By the time you read this, it is possible that the outcome of West Virginia’s special legislative session dedicated to education reform has been determined. As you are likely aware, on Monday, June 17, the House of Delegates has begun its portion of the special session — the Senate has already passed important reforms like education savings accounts and charter schools a few weeks ago.
While the number of possibilities may seem daunting, there are really only two outcomes: education choice for the thousands of families and children trapped in schools that don’t work for them … or not. Of course, there may be permutations of one or the other, perhaps charter schools capped at two and a very limited ESA program meant only for special needs or very low-income, but, by and large, there are two possible outcomes. I think it is safe to say that either choice has the possibility of changing the state’s trajectory for generations to come.
One trajectory, let’s call it the “status quo,” will continue to trap children in learning environments that don’t work for them, sacrifice bright futures on the mantle of political power, and force our state to continue on its downward educational path.
The other trajectory, let’s call it, “hope and change,” will be a seismic paradigm shift in West Virginia. Children, no longer constrained by mom and dad’s income level, will be given the opportunity to forge a future based on their own learning needs. Families can find the right educational fit, based on the values and curriculum they want passed down to the next generation. Powerful political interests will no longer be able to hold children hostage by shutting down schools across the state — children will be educated irrespective of what legislation is being debated in the halls of the Capitol building.
The status quo future looks a lot like West Virginia’s past.
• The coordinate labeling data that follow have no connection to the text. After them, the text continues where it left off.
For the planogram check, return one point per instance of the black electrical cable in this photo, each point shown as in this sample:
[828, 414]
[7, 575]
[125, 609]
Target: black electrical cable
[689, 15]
I am a native West Virginian, and I can trace our family’s roots here back hundreds — yes, hundreds — of years. While I love it here, I do not want West Virginia’s future to resemble its past. Our people deserve better. Our children deserve better. Our future can be better.
Regardless of the legislative outcome, though, the Cardinal Institute will continue to advocate for solutions that we feel will move West Virginia forward in a positive direction. We will educate West Virginians on what works and what doesn’t. We will continue to push back against extremist rhetoric, misinformation, and the entrenched interests that so richly benefit from the status quo. The Cardinal Institute will continue to fight for free markets, education choice, and a better, brighter future for all West Virginians. West Virginia depends on us.